What is the social protection function that underlies the traditional policy prescriptions described as the “Washington Consensus”, or some version of it? Sustained economic growth that increases the size of the proverbial pie is at the heart of this function. Policy reforms aimed at promoting growth are seen as supporting the privatization of public enterprises; deregulation of “over-regulated” industries; financial liberalization (reduction of state ownership of banks, for example); trade liberalization and support for exchange rate policies (to facilitate a globally connected market economy); tax reforms (to ensure debt sustainability); and the shifting of public spending from “meritless” subsidies (ie, it seems, subsidized consumption of energy, water, etc.) to health and basic education. for poor households. But how do policy advisers know what is “over-regulated,” what meritorious subsidies are versus unfounded subsidies? By running growth regressions and simulations for macroeconomic policies and randomized controlled trials for macroeconomic policies? The more policy prescriptions are pinned on regressions and growth forecasts, and randomized controlled trials of small interventions, the farther away they are from economics, let alone politics.

Citizens of poor countries – where international organizations exert significant influence on policy – have long complained about pro-market reforms that are not accompanied by sufficient consideration of market failures and inequalities. The response of international organizations has been to design communication strategies to help citizens understand the economic arguments. Now citizens are also on the streets in rich countries, and calls are being made to reform capitalism and restore confidence in government. The time seems to have come to move beyond the market-versus-state debates of the past decades and find common ground using the same logic of economic theory that called for markets to advocate for strengthening state institutions.

The reform needs of the 21st century are institutional, to enable governments to support markets where they work and intervene when they do not.

It is not useful to approach the political economy of reform by identifying the winners and losers of piecemeal liberalization reforms (delete this subsidy, privatize this utility), then look for credible ways to compensate the losers or persuade them not to block reform. This approach has not been proven. Instead, political economy research should be used by policy makers and their advisers to pursue institutional reforms.
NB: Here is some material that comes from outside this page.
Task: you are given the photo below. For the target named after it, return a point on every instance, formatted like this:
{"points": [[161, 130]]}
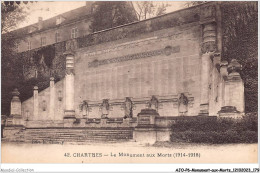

There is a growing economic theory and supporting evidence on trust and institutions. The old problems of the principal agent in the enterprise or society are developing in the context of public sector organizations. State institutions can be viewed as complex principal-agent issues that have multiple balances, each underpinned by a different set of beliefs or expectations about how others behave. This is the theory that could help find solutions to the urgent problems of the 21st century, such as managing scarce water resources, adapting and preventing further catastrophic climate change, preventing the spread of disease in a globalized world, and reducing violent conflict and forced displacement of people. These are issues where markets do not exist or fail. A general prescription to push markets as solutions – as some see the case of water privatization, for example – is neither helpful to governments nor true to the economy.

Problems such as water, climate, disease, conflict and refugees have technical aspects unique to each other, but can also be viewed through a single lens – as issues involving millions of actors with beliefs. and different preferences, acting in uncoordinated and often costly ways. Economics is unique among the social sciences in that it has specialized in examining the outcomes and “equilibrium” dynamics of these types of interactions. We need more economics to understand how institutions can be designed to solve the problems of externalities, public goods and credible redistribution that restores trust in markets and government. The reform needs of the 21st century are institutional, to enable governments to support markets where they work and intervene when they do not. The new market that calls for economic analysis is politics.